RDFLib / rdflib

RDFLib is a Python library for working with RDF, a simple yet powerful language for representing information.
https://rdflib.readthedocs.org
BSD 3-Clause "New" or "Revised" License
2.17k stars 555 forks source link

Literal should always have a datatype #1326

Open white-gecko opened 3 years ago

white-gecko commented 3 years ago

According to RDF 1.1 (https://www.w3.org/TR/rdf11-concepts/#section-Graph-Literal)

A literal in an RDF graph consists of two or three elements:

  • a lexical form, being a Unicode [UNICODE] string, which SHOULD be in Normal Form C [NFC],
  • a datatype IRI, being an IRI identifying a datatype that determines how the lexical form maps to a literal value, and
  • if and only if the datatype IRI is http://www.w3.org/1999/02/22-rdf-syntax-ns#langString, a non-empty language tag as defined by [BCP47]. The language tag MUST be well-formed according to section 2.2.9 of [BCP47].

A literal is a language-tagged string if the third element is present. Lexical representations of language tags MAY be converted to lower case. The value space of language tags is always in lower case.

Please note that concrete syntaxes MAY support simple literals consisting of only a lexical form without any datatype IRI or language tag. Simple literals are syntactic sugar for abstract syntax literals with the datatype IRI http://www.w3.org/2001/XMLSchema#string. Similarly, most concrete syntaxes represent language-tagged strings without the datatype IRI because it always equals http://www.w3.org/1999/02/22-rdf-syntax-ns#langString.

So the datatype of Literals should always be set.

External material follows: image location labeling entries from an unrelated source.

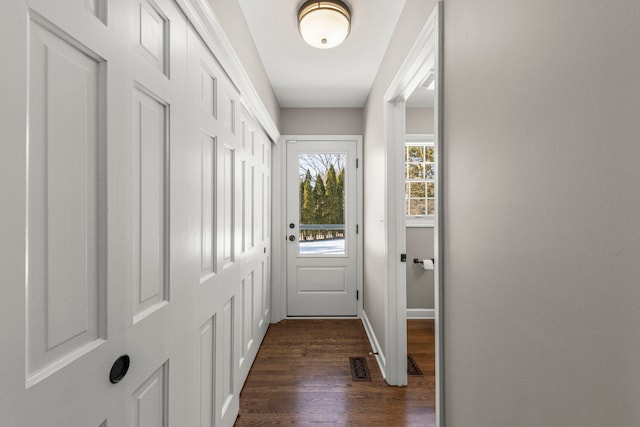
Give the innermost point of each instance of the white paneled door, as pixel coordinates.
(134, 250)
(322, 229)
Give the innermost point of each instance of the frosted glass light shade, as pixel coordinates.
(324, 24)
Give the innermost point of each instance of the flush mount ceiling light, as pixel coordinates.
(324, 24)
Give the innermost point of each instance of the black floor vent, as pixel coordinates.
(412, 366)
(359, 369)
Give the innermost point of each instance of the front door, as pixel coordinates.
(322, 228)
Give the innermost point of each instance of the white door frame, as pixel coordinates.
(278, 223)
(425, 57)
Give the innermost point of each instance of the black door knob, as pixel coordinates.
(119, 369)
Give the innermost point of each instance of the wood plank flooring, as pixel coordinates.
(301, 377)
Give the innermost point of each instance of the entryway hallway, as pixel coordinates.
(301, 377)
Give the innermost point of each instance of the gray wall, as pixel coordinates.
(419, 281)
(419, 239)
(412, 19)
(419, 120)
(235, 26)
(321, 121)
(542, 215)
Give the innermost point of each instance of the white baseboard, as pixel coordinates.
(375, 345)
(421, 313)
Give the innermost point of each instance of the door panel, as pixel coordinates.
(65, 301)
(321, 218)
(134, 219)
(226, 323)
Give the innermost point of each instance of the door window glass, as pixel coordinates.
(322, 203)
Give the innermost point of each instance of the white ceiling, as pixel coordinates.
(303, 76)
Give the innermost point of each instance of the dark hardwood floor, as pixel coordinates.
(301, 377)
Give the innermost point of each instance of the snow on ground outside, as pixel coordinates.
(322, 247)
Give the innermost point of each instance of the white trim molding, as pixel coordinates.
(201, 16)
(375, 345)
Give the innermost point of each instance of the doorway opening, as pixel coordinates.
(420, 188)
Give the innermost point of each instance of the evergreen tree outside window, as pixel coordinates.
(420, 174)
(322, 202)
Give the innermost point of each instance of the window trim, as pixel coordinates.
(422, 220)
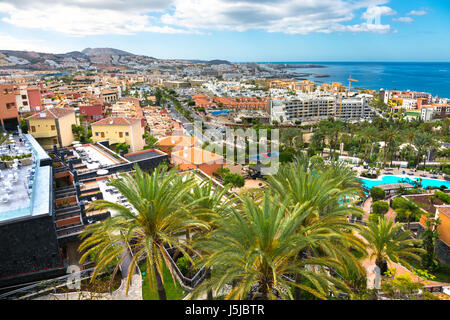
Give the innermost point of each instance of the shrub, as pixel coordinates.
(183, 265)
(377, 194)
(368, 175)
(234, 179)
(380, 207)
(374, 217)
(398, 202)
(443, 196)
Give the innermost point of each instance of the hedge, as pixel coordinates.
(443, 196)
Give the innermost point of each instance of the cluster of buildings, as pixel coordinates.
(420, 105)
(256, 103)
(310, 107)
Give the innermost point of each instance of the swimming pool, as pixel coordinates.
(370, 183)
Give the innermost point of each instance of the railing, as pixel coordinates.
(27, 211)
(44, 287)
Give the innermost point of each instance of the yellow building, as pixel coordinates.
(53, 126)
(120, 130)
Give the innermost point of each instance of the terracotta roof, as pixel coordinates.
(53, 113)
(444, 210)
(177, 141)
(116, 121)
(197, 156)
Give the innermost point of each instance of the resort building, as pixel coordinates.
(120, 130)
(354, 109)
(9, 113)
(109, 96)
(29, 249)
(196, 158)
(304, 108)
(53, 126)
(176, 143)
(127, 107)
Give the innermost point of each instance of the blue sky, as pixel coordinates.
(235, 30)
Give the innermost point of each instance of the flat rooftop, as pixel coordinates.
(144, 155)
(197, 156)
(95, 157)
(25, 189)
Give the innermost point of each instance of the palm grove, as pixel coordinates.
(295, 242)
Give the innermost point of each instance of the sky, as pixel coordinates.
(234, 30)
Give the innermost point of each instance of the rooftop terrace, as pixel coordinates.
(24, 183)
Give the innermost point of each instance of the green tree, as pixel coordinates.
(122, 147)
(151, 142)
(430, 236)
(159, 219)
(377, 194)
(254, 249)
(407, 211)
(234, 179)
(388, 242)
(330, 199)
(380, 207)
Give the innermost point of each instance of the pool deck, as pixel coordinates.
(399, 172)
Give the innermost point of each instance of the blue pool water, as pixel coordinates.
(369, 184)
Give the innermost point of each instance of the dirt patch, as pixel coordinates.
(424, 202)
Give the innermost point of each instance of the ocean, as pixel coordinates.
(416, 76)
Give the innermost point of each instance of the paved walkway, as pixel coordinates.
(134, 293)
(366, 208)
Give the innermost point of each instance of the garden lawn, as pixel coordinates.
(173, 292)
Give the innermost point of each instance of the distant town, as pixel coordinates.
(73, 125)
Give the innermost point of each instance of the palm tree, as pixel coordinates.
(389, 136)
(210, 204)
(159, 220)
(254, 249)
(408, 209)
(423, 142)
(390, 243)
(329, 194)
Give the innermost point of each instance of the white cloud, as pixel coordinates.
(9, 42)
(83, 17)
(287, 16)
(98, 17)
(404, 19)
(418, 13)
(374, 12)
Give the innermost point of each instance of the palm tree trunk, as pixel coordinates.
(159, 284)
(209, 295)
(297, 290)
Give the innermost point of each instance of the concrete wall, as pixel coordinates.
(28, 246)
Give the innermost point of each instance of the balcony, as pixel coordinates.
(44, 134)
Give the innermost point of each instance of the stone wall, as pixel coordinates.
(29, 245)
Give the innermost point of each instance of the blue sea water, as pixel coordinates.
(433, 77)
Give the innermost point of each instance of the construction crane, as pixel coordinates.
(350, 80)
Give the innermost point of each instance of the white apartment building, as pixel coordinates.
(427, 113)
(354, 109)
(409, 104)
(313, 107)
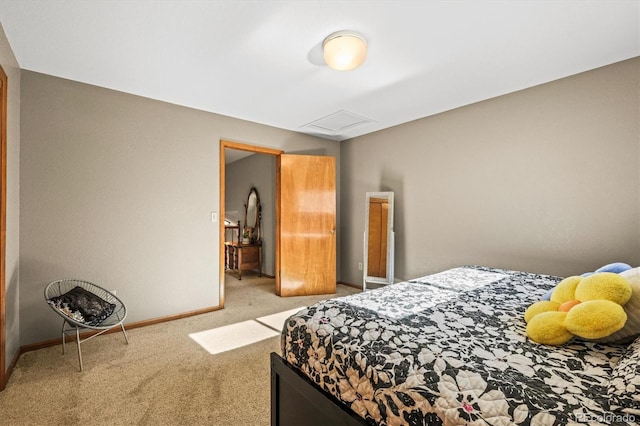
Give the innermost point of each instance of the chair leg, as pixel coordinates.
(79, 351)
(125, 333)
(64, 336)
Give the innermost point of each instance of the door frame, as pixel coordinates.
(258, 150)
(3, 224)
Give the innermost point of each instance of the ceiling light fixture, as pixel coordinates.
(344, 50)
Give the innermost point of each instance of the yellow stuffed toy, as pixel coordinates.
(588, 307)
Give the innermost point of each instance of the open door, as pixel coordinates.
(306, 225)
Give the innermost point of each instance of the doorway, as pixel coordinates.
(250, 149)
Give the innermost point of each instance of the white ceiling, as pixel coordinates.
(262, 61)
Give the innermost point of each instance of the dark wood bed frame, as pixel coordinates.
(297, 401)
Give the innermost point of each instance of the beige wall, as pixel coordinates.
(118, 190)
(544, 180)
(10, 67)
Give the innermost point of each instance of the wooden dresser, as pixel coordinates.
(244, 257)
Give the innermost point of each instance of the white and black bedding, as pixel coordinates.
(451, 349)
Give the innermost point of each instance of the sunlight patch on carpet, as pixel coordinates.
(232, 336)
(276, 321)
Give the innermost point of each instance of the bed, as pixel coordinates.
(448, 348)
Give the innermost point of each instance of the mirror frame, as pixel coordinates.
(389, 278)
(255, 231)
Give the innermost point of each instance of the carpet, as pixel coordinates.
(276, 321)
(233, 336)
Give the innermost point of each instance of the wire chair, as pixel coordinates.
(74, 323)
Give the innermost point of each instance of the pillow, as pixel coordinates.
(83, 306)
(624, 384)
(631, 329)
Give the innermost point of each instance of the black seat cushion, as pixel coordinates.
(83, 306)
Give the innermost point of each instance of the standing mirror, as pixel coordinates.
(252, 212)
(378, 239)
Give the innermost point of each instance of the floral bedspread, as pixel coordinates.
(450, 349)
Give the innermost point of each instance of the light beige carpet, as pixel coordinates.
(163, 377)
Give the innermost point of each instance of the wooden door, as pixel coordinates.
(306, 264)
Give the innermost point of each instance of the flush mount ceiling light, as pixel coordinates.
(344, 50)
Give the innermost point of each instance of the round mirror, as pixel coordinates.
(252, 216)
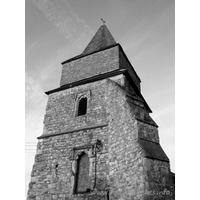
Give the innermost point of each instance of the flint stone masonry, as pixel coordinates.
(120, 141)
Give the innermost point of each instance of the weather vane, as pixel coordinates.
(103, 21)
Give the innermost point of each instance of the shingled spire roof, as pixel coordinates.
(101, 40)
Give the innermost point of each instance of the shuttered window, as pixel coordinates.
(82, 106)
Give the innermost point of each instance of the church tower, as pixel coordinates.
(99, 141)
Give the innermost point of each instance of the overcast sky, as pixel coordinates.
(58, 30)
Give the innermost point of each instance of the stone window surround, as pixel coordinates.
(75, 153)
(79, 96)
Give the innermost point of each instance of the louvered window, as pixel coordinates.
(82, 176)
(82, 106)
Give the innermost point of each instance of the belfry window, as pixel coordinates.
(82, 176)
(82, 106)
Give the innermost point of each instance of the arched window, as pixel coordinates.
(82, 106)
(82, 175)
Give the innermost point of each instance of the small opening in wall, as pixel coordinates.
(82, 106)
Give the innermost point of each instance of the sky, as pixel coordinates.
(58, 30)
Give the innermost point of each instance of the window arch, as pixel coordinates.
(82, 183)
(82, 106)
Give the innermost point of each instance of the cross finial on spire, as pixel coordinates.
(103, 21)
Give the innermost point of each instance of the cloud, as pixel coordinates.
(60, 14)
(33, 90)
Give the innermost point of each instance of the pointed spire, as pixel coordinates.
(101, 40)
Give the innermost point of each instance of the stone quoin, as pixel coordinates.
(99, 140)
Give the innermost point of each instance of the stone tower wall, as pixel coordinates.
(54, 170)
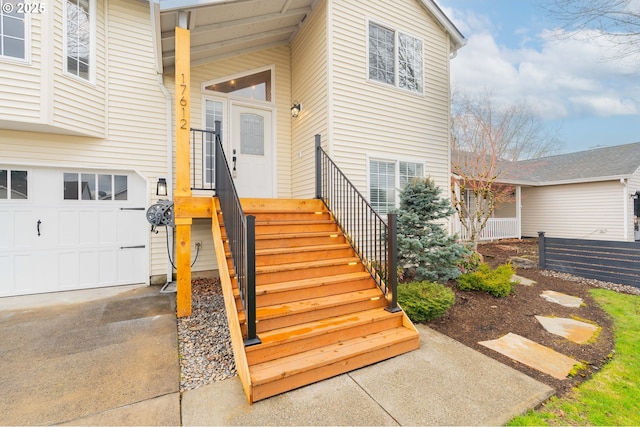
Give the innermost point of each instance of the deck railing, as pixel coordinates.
(373, 239)
(203, 158)
(496, 228)
(240, 230)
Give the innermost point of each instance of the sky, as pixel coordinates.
(580, 92)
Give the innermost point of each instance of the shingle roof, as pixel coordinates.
(619, 161)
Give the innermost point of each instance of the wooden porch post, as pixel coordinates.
(183, 187)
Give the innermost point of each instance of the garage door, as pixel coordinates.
(71, 229)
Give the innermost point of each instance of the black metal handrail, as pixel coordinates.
(373, 239)
(240, 231)
(203, 149)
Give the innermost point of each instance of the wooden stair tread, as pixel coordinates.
(299, 235)
(307, 264)
(298, 363)
(311, 329)
(297, 249)
(309, 283)
(313, 304)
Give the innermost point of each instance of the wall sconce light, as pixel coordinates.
(161, 187)
(295, 109)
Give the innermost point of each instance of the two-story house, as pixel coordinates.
(93, 118)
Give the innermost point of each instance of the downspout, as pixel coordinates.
(155, 31)
(625, 207)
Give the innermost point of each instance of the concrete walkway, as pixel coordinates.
(113, 361)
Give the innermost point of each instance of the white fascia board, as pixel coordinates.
(171, 5)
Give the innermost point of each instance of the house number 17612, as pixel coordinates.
(184, 104)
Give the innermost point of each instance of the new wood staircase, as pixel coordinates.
(319, 312)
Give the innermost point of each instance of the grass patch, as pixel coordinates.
(610, 397)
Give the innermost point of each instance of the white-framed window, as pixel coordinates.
(386, 178)
(80, 38)
(94, 186)
(395, 58)
(14, 30)
(214, 111)
(14, 184)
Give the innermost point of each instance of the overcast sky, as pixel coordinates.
(575, 83)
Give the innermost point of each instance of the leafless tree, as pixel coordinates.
(487, 140)
(614, 21)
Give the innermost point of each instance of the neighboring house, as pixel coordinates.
(592, 194)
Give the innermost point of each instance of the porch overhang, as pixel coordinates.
(222, 28)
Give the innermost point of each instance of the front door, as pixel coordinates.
(252, 151)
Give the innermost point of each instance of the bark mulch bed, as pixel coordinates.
(477, 316)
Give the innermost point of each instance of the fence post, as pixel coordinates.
(542, 258)
(252, 336)
(392, 261)
(318, 168)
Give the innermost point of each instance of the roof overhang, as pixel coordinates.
(563, 182)
(223, 28)
(456, 37)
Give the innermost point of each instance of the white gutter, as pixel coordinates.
(625, 207)
(155, 33)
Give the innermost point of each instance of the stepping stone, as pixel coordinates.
(522, 280)
(562, 299)
(532, 354)
(574, 330)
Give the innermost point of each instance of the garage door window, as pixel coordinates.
(82, 186)
(13, 184)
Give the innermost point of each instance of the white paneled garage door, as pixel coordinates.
(64, 229)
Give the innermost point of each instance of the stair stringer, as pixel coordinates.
(237, 340)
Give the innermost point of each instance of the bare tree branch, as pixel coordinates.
(615, 21)
(486, 143)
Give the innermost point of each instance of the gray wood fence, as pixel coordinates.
(616, 262)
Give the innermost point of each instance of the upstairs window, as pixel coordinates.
(13, 30)
(80, 38)
(13, 184)
(395, 58)
(386, 178)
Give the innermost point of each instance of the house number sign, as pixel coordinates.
(184, 103)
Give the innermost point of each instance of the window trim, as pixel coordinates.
(92, 43)
(396, 77)
(396, 160)
(27, 43)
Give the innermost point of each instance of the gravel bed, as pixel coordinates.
(625, 289)
(204, 343)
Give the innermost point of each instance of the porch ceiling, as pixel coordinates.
(221, 28)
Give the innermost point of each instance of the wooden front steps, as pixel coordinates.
(319, 312)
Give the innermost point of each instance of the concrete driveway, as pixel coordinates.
(94, 357)
(110, 357)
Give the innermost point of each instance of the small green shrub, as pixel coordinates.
(470, 262)
(496, 282)
(424, 301)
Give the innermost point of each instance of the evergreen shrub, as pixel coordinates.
(424, 301)
(425, 248)
(495, 282)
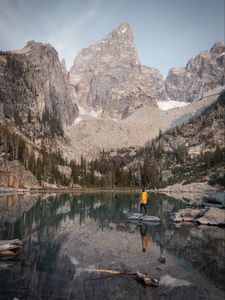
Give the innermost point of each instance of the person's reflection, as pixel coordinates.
(144, 237)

If a language is specified and a datatype it has to be ensured that the datatype is http://www.w3.org/1999/02/22-rdf-syntax-ns#langString

See also #670

kouralex commented 3 years ago

I presume always setting the datatype will fix the issue I just encountered with duplicate (implicit and explicit) literal entries gathered from multiple files. Minimalistic example (RDFLib version: 5.0.0):

import sys 
from rdflib import Graph
g = Graph().parse(format='ttl', data='<http://a> <http://b> ""^^<http://www.w3.org/2001/XMLSchema#string>,  "" .')
g.serialize(format="ttl", destination=sys.stdout.buffer)

Output:

@prefix ns1: <http://> .
@prefix xsd: <http://www.w3.org/2001/XMLSchema#> .

ns1:a ns1:b "",
        ""^^xsd:string .

Expected:

@prefix ns1: <http://> .

ns1:a ns1:b "" .

For now, I just normalized all triples (dropped explicit ^^xsd:string part with sed) in the data before parsing them with RDFLib.

I was just wondering if there should be a configurable parameter for graph serialization in either the implicit or explicit form, now that closing this issue will require touching those parts in code. What do you think?

aucampia commented 1 year ago

https://github.com/RDFLib/rdflib/issues/2123#issuecomment-1475448693

One option to solve this is to enforce that rdflib.terms.Literal always has a datatype, but then we won't be able to support RDF 1.0 anymore. I'm somewhat okay with this, I think it would be nice to be able to support 1.0 and 1.1 - but I think 1.1. support is more important.